Et bien c'est Philippe Aguillon, un économiste plutôt libéral, professeur au Collège de France, qui nous en donne quelques indices dans une interview qu'il a donnée à BFM Business le 13 janvier dernier. Il dit, je cite, que cette réforme des retraites permettrait à l'État de montrer son sérieux budgétaire. Il donne un signal qui va donner une crédibilité à l'égard des marchés financiers et de nos partenaires européens pour pouvoir faire les investissements et les réformes qu'on doit faire pour l'éducation, la santé, la réindustrialisation par l'innovation.
En d'autres termes, si on fait cette réforme, on va pouvoir emprunter sur les marchés financiers avec des taux d'intérêt faibles. Et aussi, c'est ce qu'il sous-entend, si le gouvernement n'avait pas fait cette réforme, ou puis, si le gouvernement recule sur cette réforme, alors le signal qui sera envoyé au marché financier, c'est celui d'un État, en l'occurrence l'État français, qui n'est pas un acteur économique sérieux. Et donc, du coup, les taux d'intérêt auxquels on pourrait emprunter pour éventuellement investir dans les secteurs cités seraient très élevés.
Et donc, notre dette s'accroissera. Pourquoi est-ce que cet argument est mauvais ? Il l'est pour une double raison, à mon sens.
La première, c'est qu'on n'a absolument aucune garantie que le gouvernement de Mme Borne ou d'Emmanuel Macron, appelez-le comme vous voulez, fasse des investissements à la fois en matériel et en moyens humains, de façon intelligente, que ce soit dans le secteur de l'éducation, dans celui de la santé ou pour réindustrialiser la France. Pour l'instant, ce qu'ils ont montré depuis plus de cinq ans, ce qu'ils n'avaient pas vraiment envie de lancer des grands plans dans ces secteurs. Le deuxième argument, c'est que ce serait aussi acter la financiarisation de notre économie et finalement la dépendance de l'État et de nos politiques publiques au marché financier.

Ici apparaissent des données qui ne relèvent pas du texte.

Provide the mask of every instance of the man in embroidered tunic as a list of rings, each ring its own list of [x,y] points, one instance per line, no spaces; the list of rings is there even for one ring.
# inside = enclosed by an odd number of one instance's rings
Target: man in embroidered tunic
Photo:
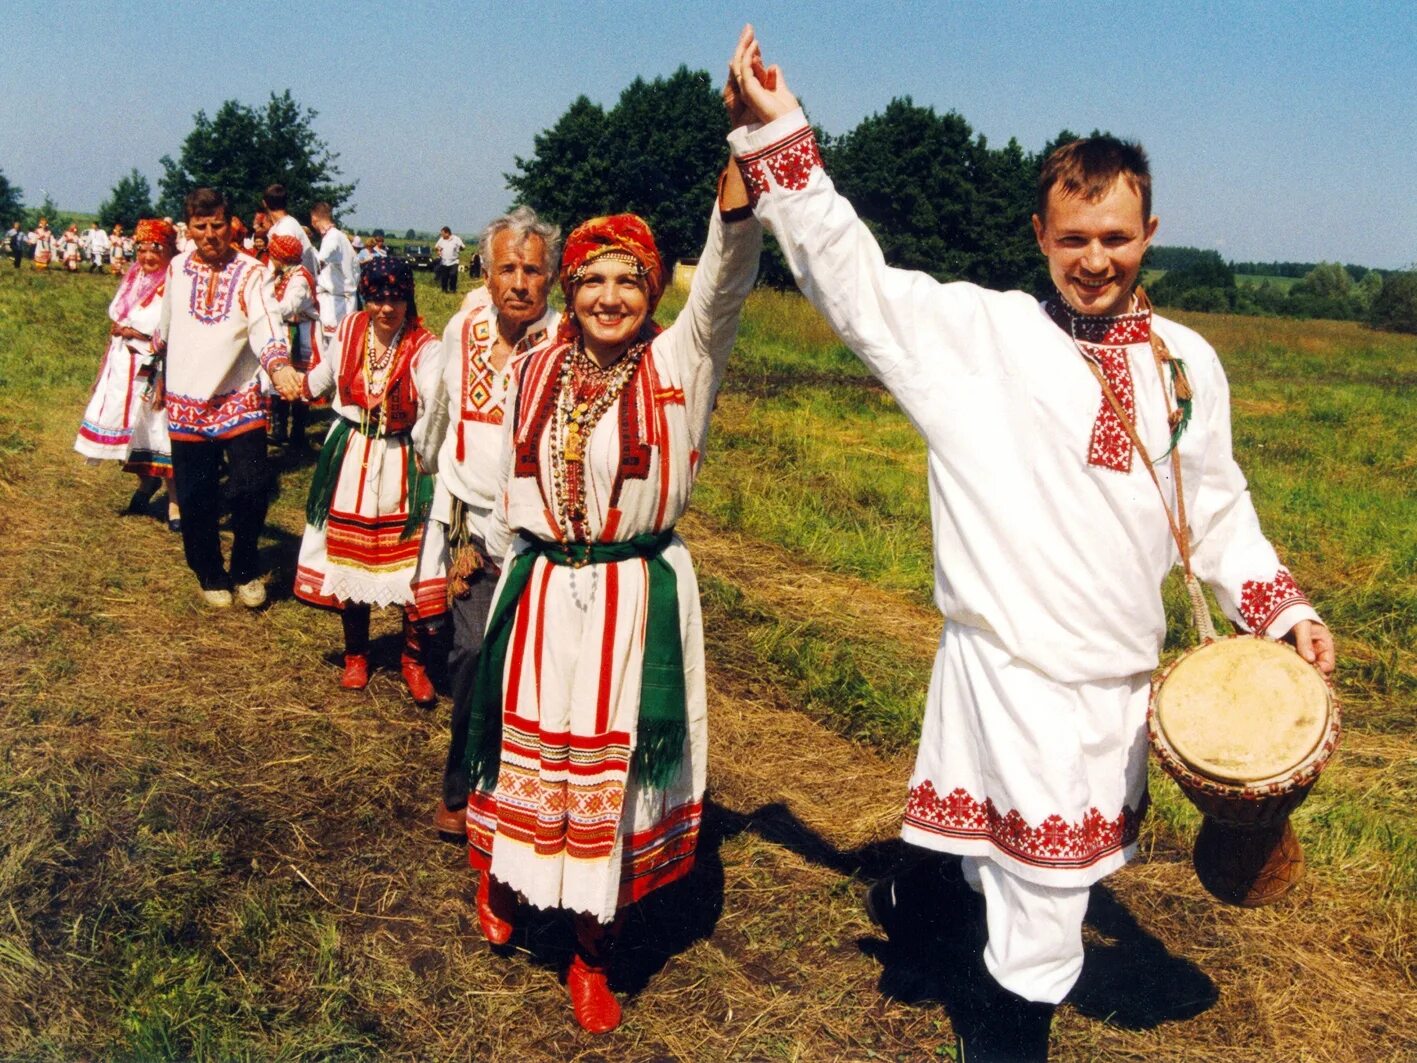
[[[265,270],[231,246],[226,200],[210,188],[186,201],[196,250],[167,270],[154,345],[165,350],[172,468],[182,507],[187,564],[215,608],[265,601],[256,545],[266,522],[266,404],[260,371],[283,395],[299,391],[285,325],[272,305]],[[222,452],[229,464],[227,502],[235,541],[228,574],[217,523],[222,513]]]
[[[1196,575],[1231,619],[1289,637],[1325,672],[1332,638],[1261,534],[1215,352],[1134,298],[1157,224],[1140,148],[1099,137],[1044,166],[1034,227],[1057,288],[1046,302],[941,284],[885,264],[751,27],[731,69],[760,120],[729,138],[755,211],[927,444],[947,619],[902,833],[962,856],[984,897],[996,1018],[965,1035],[970,1058],[1046,1058],[1052,1005],[1082,968],[1088,889],[1136,848],[1159,588],[1179,557],[1087,360],[1148,452],[1165,454],[1178,396],[1156,383],[1155,329],[1194,392],[1176,446]],[[1174,496],[1169,466],[1155,470]],[[899,898],[886,884],[870,900]]]
[[[500,571],[498,559],[487,557],[486,535],[496,501],[507,388],[527,356],[555,338],[561,316],[547,309],[546,292],[559,260],[559,236],[560,230],[529,207],[487,226],[479,244],[489,263],[487,287],[473,289],[443,331],[433,413],[426,435],[415,439],[438,480],[414,600],[425,622],[450,607],[453,617],[452,741],[443,797],[433,815],[434,826],[449,835],[466,831],[468,695]]]
[[[320,301],[320,322],[327,345],[332,345],[335,329],[355,310],[355,294],[359,289],[359,263],[354,245],[335,225],[334,212],[325,202],[310,208],[310,227],[320,234],[320,250],[316,255],[320,272],[316,289]]]

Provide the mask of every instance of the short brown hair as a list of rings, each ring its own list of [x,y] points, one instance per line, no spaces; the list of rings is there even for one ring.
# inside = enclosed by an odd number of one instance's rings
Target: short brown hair
[[[267,210],[285,210],[285,185],[267,185],[261,203]]]
[[[226,197],[215,188],[194,188],[182,201],[182,214],[188,220],[207,218],[218,211],[227,216]]]
[[[1054,149],[1038,172],[1039,220],[1048,221],[1048,193],[1055,185],[1062,195],[1081,196],[1095,203],[1111,191],[1118,178],[1141,196],[1145,224],[1151,218],[1151,163],[1140,144],[1103,133]]]
[[[312,218],[329,218],[334,221],[334,212],[330,210],[330,205],[323,199],[310,208],[310,216]]]

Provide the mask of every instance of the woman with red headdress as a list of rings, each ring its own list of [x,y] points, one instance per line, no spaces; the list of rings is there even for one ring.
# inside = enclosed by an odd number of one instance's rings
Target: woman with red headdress
[[[664,264],[633,214],[566,241],[558,342],[530,355],[507,408],[505,556],[469,706],[469,860],[483,934],[516,896],[572,913],[576,1021],[613,1029],[606,961],[625,905],[693,866],[708,745],[689,502],[714,397],[753,287],[761,229],[737,172],[688,300],[663,331]],[[743,209],[737,209],[739,207]]]
[[[79,423],[74,449],[90,462],[123,462],[138,477],[128,513],[143,513],[163,481],[172,479],[172,444],[162,404],[162,367],[152,334],[162,311],[167,264],[177,253],[170,222],[144,218],[134,230],[137,261],[108,306],[112,320],[98,380]],[[168,526],[179,530],[177,501],[168,491]]]
[[[273,235],[272,246],[282,239]],[[401,606],[400,670],[413,700],[431,705],[437,694],[424,670],[413,574],[433,477],[418,464],[413,433],[442,369],[442,345],[418,316],[408,263],[370,267],[359,291],[364,309],[340,322],[335,346],[303,378],[305,400],[329,395],[336,417],[310,484],[295,596],[340,611],[347,690],[369,682],[371,607]]]
[[[271,301],[290,329],[290,364],[308,373],[320,362],[320,304],[315,298],[315,278],[301,265],[300,241],[284,233],[266,241],[270,259]],[[311,322],[317,327],[311,328]],[[276,397],[271,403],[271,441],[305,449],[305,412],[308,404],[300,399],[287,402]]]

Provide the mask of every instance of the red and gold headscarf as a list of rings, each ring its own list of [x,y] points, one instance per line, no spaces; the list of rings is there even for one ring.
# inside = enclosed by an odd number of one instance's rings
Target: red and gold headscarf
[[[649,225],[637,214],[591,218],[566,237],[566,249],[561,254],[561,293],[566,297],[566,313],[561,318],[560,339],[574,339],[580,334],[580,325],[570,309],[576,285],[585,268],[606,255],[639,267],[649,297],[649,317],[654,317],[659,297],[664,294],[664,262]]]
[[[271,258],[283,266],[288,266],[292,262],[300,261],[302,248],[300,241],[289,233],[279,233],[266,243],[266,250],[270,252]]]
[[[142,218],[133,227],[133,243],[163,244],[173,254],[177,253],[177,229],[172,222],[162,218]]]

Ce qui montre bien que le monde vers lequel veut nous emmener Emmanuel Macron, c'est celui d'une économie toujours plus financiarisée, c'est celui d'un monde toujours plus néolibéral. Se battre contre cette réforme des retraites, c'est bien évidemment se battre pour pouvoir partir à un âge décent à la retraite et avec des pensions dignes, mais c'est aussi se battre contre la proposition d'un monde néolibéral qui ne penserait que le profit et le court terme.